Will soybean meal remain expensive? If you look at the soybean meal price trend in recent years, a multi-stage development can be seen:

  • Until the middle of 2020 , the purchase prices for GM0 goods with 43/44% RP in northern Germany were around the 350 €/t mark. The Chicago Stock Exchange quoted around $300 per sht (sht=907 kg) for 48% RP goods. This level corresponded to a medium-term average.
  • In the first half of 2020 and the first half of 2021 , prices rose by around 30% on average. The background to this was somewhat smaller harvests in South America and the USA, while Chinese import demand was still strong.
  • The temporary price drop in the course of 2021 is due to the declining Chinese imports due to the reduction in pig stocks caused by ASF.
  • The price increase to a range of 550 to 600 €/t that occurred around the turn of the year 2021/22 is related to the export stop in Ukraine and the further consequences of the war.
  • A price weakness on the Chicago Stock Exchange at the end of 2022 was short-lived because the high expectations for the US harvest had to be significantly reduced. The local purchase prices remained unimpressed at their high price level.

What's next? Based on an average global stock situation , the current Brazilian soybean harvest is currently in focus. The preliminary estimates assume a record result of 153 million t (previous year 129 million t). Exports are forecast at 91 million t (previous year 79 million t). On the other hand, the soybean harvest in Argentina will only slightly exceed last year's weak result in the next few months. This also applies to Argentina's exports of beans, meal and oil. On the demand side, China is expected to reduce its soybean imports from 99 to 96 million tons due to improved domestic production.

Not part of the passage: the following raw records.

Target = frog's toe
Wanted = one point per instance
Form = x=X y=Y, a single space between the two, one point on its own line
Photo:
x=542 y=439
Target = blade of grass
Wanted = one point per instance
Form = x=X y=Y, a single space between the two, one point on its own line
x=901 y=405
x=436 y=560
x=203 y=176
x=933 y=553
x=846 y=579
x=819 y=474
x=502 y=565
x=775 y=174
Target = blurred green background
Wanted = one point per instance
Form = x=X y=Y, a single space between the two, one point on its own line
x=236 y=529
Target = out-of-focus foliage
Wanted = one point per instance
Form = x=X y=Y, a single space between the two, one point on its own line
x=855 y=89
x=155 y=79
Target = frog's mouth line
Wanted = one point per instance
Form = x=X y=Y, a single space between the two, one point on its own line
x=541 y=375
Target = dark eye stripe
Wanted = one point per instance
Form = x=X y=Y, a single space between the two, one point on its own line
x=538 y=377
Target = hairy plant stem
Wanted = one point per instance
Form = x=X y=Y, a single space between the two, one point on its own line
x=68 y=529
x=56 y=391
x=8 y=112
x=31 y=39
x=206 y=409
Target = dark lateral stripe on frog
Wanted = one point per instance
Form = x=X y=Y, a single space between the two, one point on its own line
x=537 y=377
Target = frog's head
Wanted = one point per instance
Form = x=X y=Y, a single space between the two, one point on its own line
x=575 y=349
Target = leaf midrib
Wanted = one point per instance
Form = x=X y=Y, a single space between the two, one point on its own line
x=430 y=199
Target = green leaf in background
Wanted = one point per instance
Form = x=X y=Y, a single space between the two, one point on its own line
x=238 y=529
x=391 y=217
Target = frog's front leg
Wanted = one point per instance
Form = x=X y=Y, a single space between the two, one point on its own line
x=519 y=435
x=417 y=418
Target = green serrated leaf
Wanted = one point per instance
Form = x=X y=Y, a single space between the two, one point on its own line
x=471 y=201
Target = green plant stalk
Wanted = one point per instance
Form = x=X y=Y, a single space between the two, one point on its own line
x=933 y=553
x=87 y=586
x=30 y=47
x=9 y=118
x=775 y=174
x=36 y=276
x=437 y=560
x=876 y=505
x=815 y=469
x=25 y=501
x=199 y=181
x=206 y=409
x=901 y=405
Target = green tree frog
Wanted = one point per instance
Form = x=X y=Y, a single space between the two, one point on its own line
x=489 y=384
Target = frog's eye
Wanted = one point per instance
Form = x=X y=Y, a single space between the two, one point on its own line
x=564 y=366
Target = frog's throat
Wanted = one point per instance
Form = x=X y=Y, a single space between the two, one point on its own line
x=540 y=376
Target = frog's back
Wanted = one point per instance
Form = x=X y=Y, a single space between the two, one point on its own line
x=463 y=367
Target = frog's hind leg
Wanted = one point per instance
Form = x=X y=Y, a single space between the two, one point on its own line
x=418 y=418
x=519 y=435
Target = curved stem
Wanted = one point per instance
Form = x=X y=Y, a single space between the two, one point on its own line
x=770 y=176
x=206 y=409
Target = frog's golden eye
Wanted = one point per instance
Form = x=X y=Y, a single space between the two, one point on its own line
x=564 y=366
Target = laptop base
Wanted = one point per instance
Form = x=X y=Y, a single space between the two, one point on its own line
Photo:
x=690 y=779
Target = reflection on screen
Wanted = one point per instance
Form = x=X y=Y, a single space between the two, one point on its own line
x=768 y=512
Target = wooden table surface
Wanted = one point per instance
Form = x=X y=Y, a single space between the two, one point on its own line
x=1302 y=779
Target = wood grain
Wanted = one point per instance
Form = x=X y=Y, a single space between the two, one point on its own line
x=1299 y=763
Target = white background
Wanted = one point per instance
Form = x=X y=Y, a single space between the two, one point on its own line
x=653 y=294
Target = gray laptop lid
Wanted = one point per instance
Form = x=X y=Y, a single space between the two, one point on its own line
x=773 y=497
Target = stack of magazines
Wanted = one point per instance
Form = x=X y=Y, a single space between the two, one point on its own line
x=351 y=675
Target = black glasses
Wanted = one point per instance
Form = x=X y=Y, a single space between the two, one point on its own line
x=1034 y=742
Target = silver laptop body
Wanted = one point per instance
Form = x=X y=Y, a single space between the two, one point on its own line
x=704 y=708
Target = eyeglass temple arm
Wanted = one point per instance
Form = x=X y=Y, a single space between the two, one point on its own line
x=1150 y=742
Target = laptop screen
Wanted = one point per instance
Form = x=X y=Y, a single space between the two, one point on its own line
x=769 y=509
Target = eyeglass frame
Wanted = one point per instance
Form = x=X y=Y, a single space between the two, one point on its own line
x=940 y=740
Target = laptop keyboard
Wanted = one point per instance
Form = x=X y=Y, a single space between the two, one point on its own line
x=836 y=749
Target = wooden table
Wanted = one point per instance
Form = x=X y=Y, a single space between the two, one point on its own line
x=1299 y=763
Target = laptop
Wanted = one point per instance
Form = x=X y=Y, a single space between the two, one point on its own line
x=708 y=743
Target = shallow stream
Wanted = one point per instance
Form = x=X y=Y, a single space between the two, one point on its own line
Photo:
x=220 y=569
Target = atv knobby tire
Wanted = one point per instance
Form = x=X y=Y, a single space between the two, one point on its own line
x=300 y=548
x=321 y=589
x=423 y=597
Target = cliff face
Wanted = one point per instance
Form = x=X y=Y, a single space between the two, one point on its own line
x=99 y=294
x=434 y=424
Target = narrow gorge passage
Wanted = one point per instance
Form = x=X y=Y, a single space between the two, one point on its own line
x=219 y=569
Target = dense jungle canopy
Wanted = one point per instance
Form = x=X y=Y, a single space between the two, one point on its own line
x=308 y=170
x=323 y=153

Declining animal populations in the EU also ensure significantly lower import volumes compared to previous years.However, the new EU regulations on soy imports from proven deforestation-free regions could increase logistics costs. A more relaxed supply situation is expected for the first half of 2023 , which could lead to falling prices. The futures rates on the Chicago and Hamburg stock exchanges support this assessment. For the second half of 2023 , the price decline should accelerate again with the new US harvest.